By the time children go to kindergarten, they know how to listen, participate in group tasks, follow directions, and concentrate on individual projects.

5. Investing in Health

Early childhood education has both short and long-term health benefits for children. Short-term benefits stem from health interventions that usually come as part of the early education package. Preschoolers in daycare centres or other child care programs tend to undergo regular health screenings and receive nutritious meals.

Long-term benefits stem from higher income and reduced chances of risky behaviour (drug use, early pregnancies, etc.), which lead to less stress and easier access to high-quality healthcare services.
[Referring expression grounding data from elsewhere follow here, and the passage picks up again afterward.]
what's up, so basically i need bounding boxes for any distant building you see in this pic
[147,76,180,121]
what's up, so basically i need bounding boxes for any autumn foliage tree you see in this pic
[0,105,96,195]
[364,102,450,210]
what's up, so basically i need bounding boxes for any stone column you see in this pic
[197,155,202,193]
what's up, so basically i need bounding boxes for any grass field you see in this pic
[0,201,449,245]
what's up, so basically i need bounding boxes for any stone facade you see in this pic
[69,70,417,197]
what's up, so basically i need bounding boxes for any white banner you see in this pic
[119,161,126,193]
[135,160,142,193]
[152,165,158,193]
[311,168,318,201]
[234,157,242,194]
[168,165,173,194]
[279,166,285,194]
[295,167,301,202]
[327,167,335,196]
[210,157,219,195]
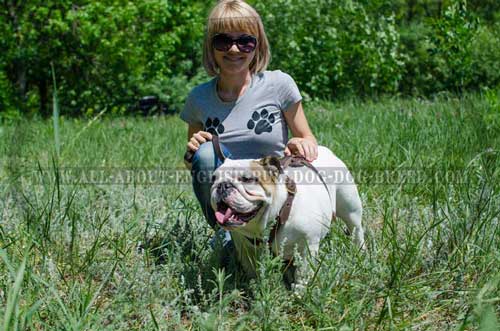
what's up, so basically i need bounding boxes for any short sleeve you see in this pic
[275,70,302,111]
[180,91,201,125]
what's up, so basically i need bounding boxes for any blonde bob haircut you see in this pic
[203,0,270,76]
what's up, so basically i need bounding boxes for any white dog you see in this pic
[210,146,364,290]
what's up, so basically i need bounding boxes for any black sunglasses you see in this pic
[212,33,257,53]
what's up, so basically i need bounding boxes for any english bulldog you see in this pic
[210,146,364,290]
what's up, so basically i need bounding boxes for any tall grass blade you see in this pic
[50,62,61,158]
[1,251,26,331]
[479,305,499,331]
[149,306,160,330]
[66,106,108,151]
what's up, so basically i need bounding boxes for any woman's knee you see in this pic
[192,142,217,171]
[191,140,231,173]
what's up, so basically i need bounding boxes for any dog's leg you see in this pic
[232,232,259,277]
[335,184,365,249]
[291,243,319,295]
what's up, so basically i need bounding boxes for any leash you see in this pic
[211,135,226,162]
[183,134,226,164]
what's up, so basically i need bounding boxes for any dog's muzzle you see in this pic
[216,182,233,198]
[214,182,262,227]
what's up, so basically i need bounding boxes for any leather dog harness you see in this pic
[185,136,333,248]
[268,155,333,247]
[212,138,333,247]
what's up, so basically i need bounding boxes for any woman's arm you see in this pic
[283,101,318,162]
[184,123,211,169]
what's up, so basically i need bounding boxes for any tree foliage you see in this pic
[252,0,404,98]
[1,0,211,117]
[0,0,498,117]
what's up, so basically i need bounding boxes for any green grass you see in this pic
[0,93,499,330]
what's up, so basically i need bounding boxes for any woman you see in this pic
[181,0,318,230]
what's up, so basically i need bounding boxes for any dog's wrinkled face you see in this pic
[210,157,282,230]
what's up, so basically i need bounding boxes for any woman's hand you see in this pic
[285,137,318,162]
[187,130,212,152]
[184,126,212,170]
[283,101,318,162]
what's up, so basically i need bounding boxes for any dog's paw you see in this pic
[205,117,225,136]
[247,109,275,135]
[291,282,307,298]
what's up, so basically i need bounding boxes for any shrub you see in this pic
[138,68,209,113]
[0,70,19,120]
[1,0,498,115]
[59,0,210,114]
[399,1,498,95]
[427,0,479,92]
[0,0,212,116]
[252,0,404,98]
[398,22,439,95]
[470,24,500,89]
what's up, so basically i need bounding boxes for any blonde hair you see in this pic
[203,0,270,76]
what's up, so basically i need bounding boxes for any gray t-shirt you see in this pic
[180,70,302,159]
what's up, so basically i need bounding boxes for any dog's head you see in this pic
[210,156,287,232]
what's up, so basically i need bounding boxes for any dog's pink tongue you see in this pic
[215,207,233,225]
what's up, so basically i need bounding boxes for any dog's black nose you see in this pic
[217,182,232,195]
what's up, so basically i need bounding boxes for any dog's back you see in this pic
[312,146,364,247]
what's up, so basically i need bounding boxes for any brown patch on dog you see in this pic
[250,159,280,196]
[259,156,283,175]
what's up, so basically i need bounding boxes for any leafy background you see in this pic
[0,0,499,118]
[0,1,499,329]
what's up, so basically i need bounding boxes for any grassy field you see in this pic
[0,93,499,330]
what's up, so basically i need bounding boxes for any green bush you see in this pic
[252,0,404,98]
[59,0,211,114]
[470,24,500,88]
[398,22,439,95]
[428,0,478,92]
[139,68,209,113]
[399,1,499,95]
[0,70,18,120]
[0,0,212,116]
[0,0,499,115]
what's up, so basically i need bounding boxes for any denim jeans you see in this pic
[191,141,232,230]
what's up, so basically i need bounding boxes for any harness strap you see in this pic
[245,155,332,249]
[183,150,194,163]
[211,135,226,162]
[276,155,333,225]
[276,176,297,225]
[280,155,332,201]
[268,176,297,247]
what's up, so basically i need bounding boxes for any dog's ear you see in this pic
[259,156,283,178]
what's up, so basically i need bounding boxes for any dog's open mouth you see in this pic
[215,201,262,227]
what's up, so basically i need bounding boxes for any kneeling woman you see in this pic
[181,0,317,229]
Society Benefits from Early Childhood Education

Besides being highly beneficial for children and their parents, ECE has impressive benefits for society:

  • Better health - lower public health costs and reduction of welfare programs.
  • Fewer committed crimes - less expenditure on the criminal justice system.
  • Higher-income - higher tax returns and less spending on social security programs.
  • Higher labour market participation - lower poverty levels.

Early education for children can have a profound impact on society. This should result in:

  • Better funding for early childhood education programs
  • Improved staff training and working conditions
  • Higher quality of early education provision

Early education has already become an integral part of our society’s existence. However, public funding for ECE programs has been historically very limited, and not nearly available enough to families who could use the support. With increased awareness of ECE benefits, and with corresponding increases in state and federal funding. Early learning opportunities can become more accessible to children from all backgrounds and income levels. Every child needs access to high-quality ECE.